I don't know where I first learned about these, but recently I came across them while classifying galaxies at Galaxy Zoo. Gravitational lensing has been discussed on the forum quite a bit and one kind soul put together images of the 67 recently found, but from COSMOS images.
Anyway, I just wanted to make it a point to tell you that if you're interested at all in space, astronomy, astrophysics and just about every other related topic, but feel like it's mostly over your head, this forum is the place to go. It is populated by a large number of hard-core astronomers, astrophysicists and the like, but also the entire spectrum of humanity. Everyday people from all walks of life, all over the planet. Because of this mix you can read explanations of the amazing wonders of the cosmos, all in layman's terms, or in as much detail as you wish. It's a great place to learn about what's out there and how we're finding it. Oh yes, and you can also participate in some ground-breaking science that's fun to do!! Soon, GZ2 will debut and the world will be a better place for it. I loves me some zoo.

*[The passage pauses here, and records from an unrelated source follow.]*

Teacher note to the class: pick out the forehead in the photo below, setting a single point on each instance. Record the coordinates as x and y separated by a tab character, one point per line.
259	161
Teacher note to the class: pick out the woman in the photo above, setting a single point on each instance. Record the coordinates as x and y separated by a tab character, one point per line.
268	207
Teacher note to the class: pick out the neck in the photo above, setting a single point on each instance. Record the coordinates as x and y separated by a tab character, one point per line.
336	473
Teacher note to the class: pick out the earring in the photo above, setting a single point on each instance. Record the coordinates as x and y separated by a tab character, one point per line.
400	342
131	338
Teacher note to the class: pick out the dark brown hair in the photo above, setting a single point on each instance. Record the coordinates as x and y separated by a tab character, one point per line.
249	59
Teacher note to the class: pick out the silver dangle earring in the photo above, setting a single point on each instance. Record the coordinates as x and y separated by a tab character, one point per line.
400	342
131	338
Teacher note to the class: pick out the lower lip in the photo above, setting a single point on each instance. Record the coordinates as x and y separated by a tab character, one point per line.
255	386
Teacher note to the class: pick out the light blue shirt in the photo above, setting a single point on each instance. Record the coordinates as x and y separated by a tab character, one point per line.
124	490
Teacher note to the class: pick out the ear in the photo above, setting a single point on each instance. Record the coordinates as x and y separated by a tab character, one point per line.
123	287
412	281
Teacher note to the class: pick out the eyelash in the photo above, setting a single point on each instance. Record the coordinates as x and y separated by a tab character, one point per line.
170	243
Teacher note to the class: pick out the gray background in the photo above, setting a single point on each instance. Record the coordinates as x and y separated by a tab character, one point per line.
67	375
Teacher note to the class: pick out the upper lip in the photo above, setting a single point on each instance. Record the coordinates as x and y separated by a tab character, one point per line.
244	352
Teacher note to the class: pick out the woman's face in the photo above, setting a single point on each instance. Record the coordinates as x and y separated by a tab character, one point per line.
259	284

Finally, these everyday people are not only looking at images of distant galaxies, stars, nebulae and assorted other cool phenomenon, they are also discovering things heretofore unseen and unexplained by science. For instance, a little blue blob, noticed by Hanny, one of the everyday folks who love to classify and learn about this great big universe we live in. She posted an image on the forum and asked if anyone knew what it was (as we all do, all the time, in the zoo). Turns out she's discovered something new, unusual and very cool. Scientific papers are being written, time is being sought after on two famous telescopes, including HUBBLE. Can you imagine finding something that leads to investigation with the world's most famous telescope? You can see the little fellow here, in the very first post by Hanny:)
ps. If you've got kids interested in space and their old enough to tell clockwise from counter-clockwise, then get 'em on the zoo. My 6 yr old loves to classify with me (for about 1/2 an hour or until something shiny is noticed...).